Выбрать главу

« Quel nom avez-vous dit ?

— Kalwozyac. Hilaire Kalwozyac. Pourquoi, ce n’est pas le vôtre ? Quoi d’étonnant à ce que je me sois renseigné sur l’homme à qui je désire confier tellement de secrets ? Vous comprenez sans doute que je ne peux pas communiquer des affaires strictement personnelles à n’importe qui.

— Je comprends… », dit le Prophète avec aigreur.

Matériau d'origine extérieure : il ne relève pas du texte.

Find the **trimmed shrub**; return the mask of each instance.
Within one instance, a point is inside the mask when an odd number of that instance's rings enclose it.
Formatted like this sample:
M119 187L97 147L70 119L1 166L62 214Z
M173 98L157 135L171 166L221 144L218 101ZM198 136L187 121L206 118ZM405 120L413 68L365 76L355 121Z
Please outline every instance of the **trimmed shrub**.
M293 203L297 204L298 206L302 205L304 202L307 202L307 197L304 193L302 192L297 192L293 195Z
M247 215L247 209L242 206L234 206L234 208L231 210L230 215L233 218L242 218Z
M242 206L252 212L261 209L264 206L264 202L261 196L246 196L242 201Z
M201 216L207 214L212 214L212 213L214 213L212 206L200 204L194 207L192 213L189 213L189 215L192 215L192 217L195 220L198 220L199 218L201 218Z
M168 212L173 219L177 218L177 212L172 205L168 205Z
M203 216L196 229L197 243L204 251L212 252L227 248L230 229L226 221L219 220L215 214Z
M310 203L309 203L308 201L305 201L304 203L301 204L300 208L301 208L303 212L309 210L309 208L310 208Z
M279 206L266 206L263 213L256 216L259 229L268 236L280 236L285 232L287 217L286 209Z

Il était furieux d’avoir été découvert, de voir ressusciter un personnage miteux et embarrassant qu’il croyait avoir enterré une fois pour toutes. Il se sentit dépouillé de sa carapace d’extralucide pour entrer dans l’univers froid et sans poésie de l’état civil : l’avenir, ce n’est rien, cela n’existe pas. Mais le passé… Il décida de rejoindre au plus vite le terrain où il pourrait reprendre avantage :

« Eh bien, puisque vous le souhaitez, nous allons commencer par faire un petit tour d’horizon ! Je vous écoute, monsieur Kallenberg…

— Je vous ai dit que j’étais un homme seul. J’ai besoin d’un allié à qui me confier, dont j’attends, en retour, des conseils.

— Des conseils, dans quel domaine ?

— Les affaires. »

Le Prophète eut un sourire ambigu :

« Toujours d’après cette rumeur dont vous me parliez tout à l’heure, j’avais cru comprendre que les vôtres étaient florissantes…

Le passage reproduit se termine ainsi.